Date Published: November 5, 2015
Publisher: Public Library of Science
Author(s): Aisling F. Brown, Alison G. Murphy, Stephen J. Lalor, John M. Leech, Kate M. O’Keeffe, Micheál Mac Aogáin, Dara P. O’Halloran, Keenan A. Lacey, Mehri Tavakol, Claire H. Hearnden, Deirdre Fitzgerald-Hughes, Hilary Humphreys, Jérôme P. Fennell, Willem J. van Wamel, Timothy J. Foster, Joan A. Geoghegan, Ed C. Lavelle, Thomas R. Rogers, Rachel M. McLoughlin, Lloyd S Miller.

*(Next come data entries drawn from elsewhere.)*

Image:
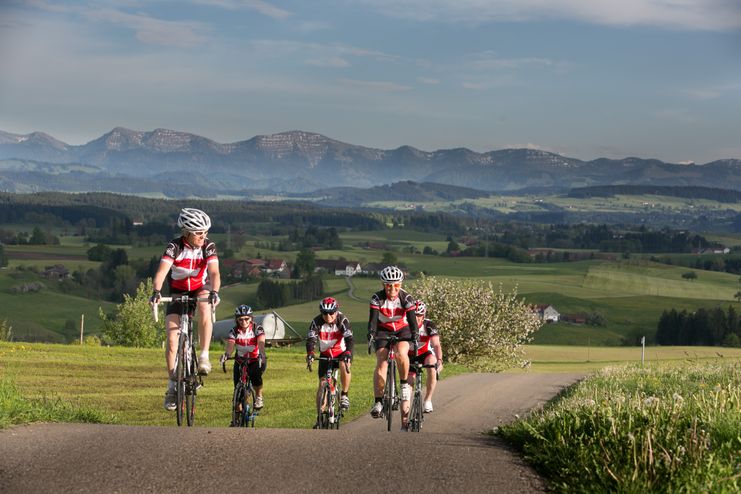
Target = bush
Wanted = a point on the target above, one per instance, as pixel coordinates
(132, 324)
(6, 331)
(480, 327)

Mechanisms of protective immunity to Staphylococcus aureus infection in humans remain elusive. While the importance of cellular immunity has been shown in mice, T cell responses in humans have not been characterised. Using a murine model of recurrent S. aureus peritonitis, we demonstrated that prior exposure to S. aureus enhanced IFNγ responses upon subsequent infection, while adoptive transfer of S. aureus antigen-specific Th1 cells was protective in naïve mice. Translating these findings, we found that S. aureus antigen-specific Th1 cells were also significantly expanded during human S. aureus bloodstream infection (BSI). These Th1 cells were CD45RO+, indicative of a memory phenotype. Thus, exposure to S. aureus induces memory Th1 cells in mice and humans, identifying Th1 cells as potential S. aureus vaccine targets. Consequently, we developed a model vaccine comprising staphylococcal clumping factor A, which we demonstrate to be an effective human T cell antigen, combined with the Th1-driving adjuvant CpG. This novel Th1-inducing vaccine conferred significant protection during S. aureus infection in mice. This study notably advances our understanding of S. aureus cellular immunity, and demonstrates for the first time that a correlate of S. aureus protective immunity identified in mice may be relevant in humans.

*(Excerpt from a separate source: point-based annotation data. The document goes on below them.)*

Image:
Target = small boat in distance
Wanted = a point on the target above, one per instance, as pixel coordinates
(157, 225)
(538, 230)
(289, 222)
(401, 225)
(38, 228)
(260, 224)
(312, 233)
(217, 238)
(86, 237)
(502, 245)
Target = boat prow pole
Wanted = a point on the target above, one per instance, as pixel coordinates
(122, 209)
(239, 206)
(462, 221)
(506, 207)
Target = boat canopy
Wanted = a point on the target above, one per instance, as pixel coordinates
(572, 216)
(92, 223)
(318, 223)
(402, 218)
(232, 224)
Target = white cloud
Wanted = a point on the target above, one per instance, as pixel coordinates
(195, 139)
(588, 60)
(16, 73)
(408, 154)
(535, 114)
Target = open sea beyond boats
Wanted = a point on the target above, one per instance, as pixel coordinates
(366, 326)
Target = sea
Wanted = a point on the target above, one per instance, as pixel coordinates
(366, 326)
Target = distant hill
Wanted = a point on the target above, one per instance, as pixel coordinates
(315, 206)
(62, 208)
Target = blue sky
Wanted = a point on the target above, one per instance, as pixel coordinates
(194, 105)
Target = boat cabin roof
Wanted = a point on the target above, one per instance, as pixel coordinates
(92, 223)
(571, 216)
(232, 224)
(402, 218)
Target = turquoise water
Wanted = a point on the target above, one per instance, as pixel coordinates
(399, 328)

Staphylococcus aureus is a leading cause of community- and hospital-acquired bacterial infections. It is one of the most common causes of bloodstream infection (BSI), and carries a higher mortality than any other bacteraemia (20–40% within 30 days) despite appropriate treatment . It is also the leading cause of other serious infections including osteomyelitis, septic arthritis, endocarditis and device-related infections, and leads to significant healthcare costs . The burden of S. aureus disease is amplified by the fact that resistance has been demonstrated to every licensed anti-staphylococcal agent to date . Consequently, there is an urgent unmet clinical need to develop a vaccine against S. aureus.

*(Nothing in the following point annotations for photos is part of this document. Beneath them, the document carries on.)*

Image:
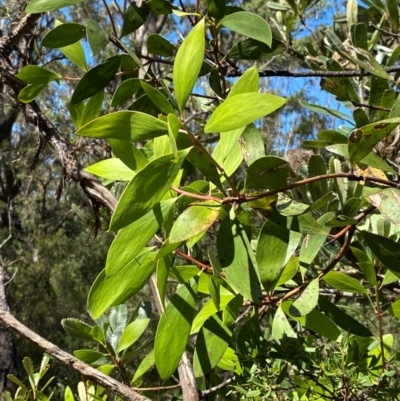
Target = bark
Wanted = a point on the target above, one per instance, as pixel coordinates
(7, 350)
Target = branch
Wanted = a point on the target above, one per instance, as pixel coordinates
(304, 74)
(86, 370)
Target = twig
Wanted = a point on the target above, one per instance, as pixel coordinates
(86, 370)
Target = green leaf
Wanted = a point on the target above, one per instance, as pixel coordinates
(188, 62)
(96, 79)
(269, 172)
(146, 189)
(128, 153)
(248, 24)
(343, 282)
(211, 344)
(252, 144)
(116, 289)
(385, 250)
(64, 35)
(78, 329)
(174, 328)
(97, 36)
(251, 49)
(281, 326)
(388, 203)
(30, 92)
(342, 319)
(156, 44)
(112, 169)
(32, 74)
(362, 140)
(132, 333)
(194, 220)
(276, 244)
(237, 260)
(74, 52)
(394, 309)
(41, 6)
(125, 91)
(132, 239)
(128, 125)
(134, 18)
(92, 109)
(247, 83)
(158, 98)
(241, 110)
(307, 300)
(146, 363)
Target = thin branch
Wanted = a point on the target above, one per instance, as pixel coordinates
(305, 74)
(86, 370)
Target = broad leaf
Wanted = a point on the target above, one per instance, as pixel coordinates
(64, 35)
(249, 24)
(237, 260)
(128, 125)
(194, 220)
(96, 79)
(188, 61)
(241, 110)
(174, 328)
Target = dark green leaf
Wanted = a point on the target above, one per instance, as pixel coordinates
(96, 79)
(237, 260)
(128, 125)
(146, 189)
(64, 35)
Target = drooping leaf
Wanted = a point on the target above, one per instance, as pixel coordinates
(112, 169)
(247, 83)
(41, 6)
(134, 18)
(174, 328)
(125, 91)
(211, 344)
(251, 49)
(64, 35)
(343, 282)
(275, 246)
(241, 110)
(388, 203)
(146, 189)
(96, 79)
(248, 24)
(307, 300)
(342, 319)
(188, 61)
(132, 333)
(128, 125)
(194, 220)
(97, 36)
(132, 239)
(237, 259)
(269, 172)
(116, 289)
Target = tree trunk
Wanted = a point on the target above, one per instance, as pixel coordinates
(7, 350)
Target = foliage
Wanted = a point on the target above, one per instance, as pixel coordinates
(260, 250)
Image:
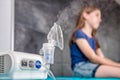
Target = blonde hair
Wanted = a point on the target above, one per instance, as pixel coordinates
(81, 23)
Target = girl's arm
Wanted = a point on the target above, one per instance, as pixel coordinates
(90, 54)
(99, 52)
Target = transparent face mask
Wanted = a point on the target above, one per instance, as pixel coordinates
(55, 36)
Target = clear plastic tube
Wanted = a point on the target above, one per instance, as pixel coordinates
(50, 74)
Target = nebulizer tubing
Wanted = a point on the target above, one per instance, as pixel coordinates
(55, 38)
(50, 74)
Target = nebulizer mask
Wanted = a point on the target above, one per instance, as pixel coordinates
(55, 38)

This study demonstrates, for the first time, a correlate of protective immunity in S. aureus infection in mice that is also evident in human infection. S. aureus antigen-specific IFNγ-producing CD4+ (Th1) cells are expanded in both humans and mice following infection, and these cells are definitively protective in mice. This protection is manifested as a significantly accelerated clearance of bacteria and mediated–at least in part–by enhanced macrophage responses. We have utilised this information in rational vaccine design, and generated a novel S. aureus vaccine to specifically target memory Th1 cells. Critically important in that process was establishing that our chosen antigen can induce a human Th1 response, and then combining this antigen with a proven Th1-driving adjuvant to enhance anti-S. aureus Th1 protective immunity.